Perhaps most importantly from the perspective of advocates of experiential learning, Gladwell states that “we learn by example and by direct experience because there are real limits to the adequacy of verbal instruction.” By saying this, he means that while judgment can be trained (the ability to “interpret and decode snap judgments and first impressions” differentiates experts from laypeople), judgment cannot be taught. Only through repeated experiences can an individual cull from the task the relevant information that the activity provides. Thereafter, the individual can use that information as the basis for future rapid judgments when faced with similar circumstances.
My only comment here is to point out that most of the time in this blog, I have referred to the other lobe as the limbic system, below the cognitive right and left hemispheres in the brain.
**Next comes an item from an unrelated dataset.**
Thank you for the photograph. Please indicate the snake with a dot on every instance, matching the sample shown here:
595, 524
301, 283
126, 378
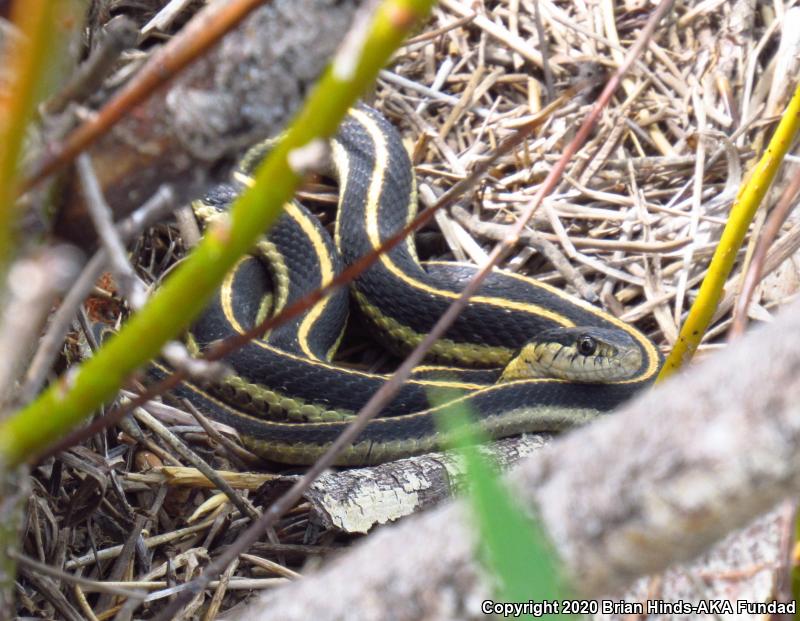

But there is a great history of studying the classical right hemisphere as being more involved with emotions than the left. Certainly, it is where facial recognition occurs and even more relevant here the recognition of facial emotion. Damage there can really knock out these abilities in some people. It is a great effort of many human brain scanning laboratories to try to sort out what areas underlie what functions on what tasks and it may proved difficult as some properties may be located on the network of brain systems and not in one place. From the perspective of designing educational systems, all I want is a slight disconnect between the felt outcomes of a particular experience and the conscious verbal awareness with which we all communicate with each other, particularly if that communication is in the form of a classic college written or (worse) multiple-choice test. Cognitive psychologists and others will figure this out. Right now, what I want us to do is figure out how to teach to the theoretical/facts learning and the more instinctive do-it-yourself learning and how to integrate them.
One Response to “The Book “Blink” and Experiential Education: Tapping the same Other Lobe of the Brain Circuits?”
Moyagaye Bedward says:
This post sums up what i posted earlier in on Voula’s blog about viewing the relationship I had with the director of the Honours program as an experiential learning experience.
It was by repeated interaction over the past 3 and a half years that have help to mold me into the person I am today. Not entirely of course but quite significantly.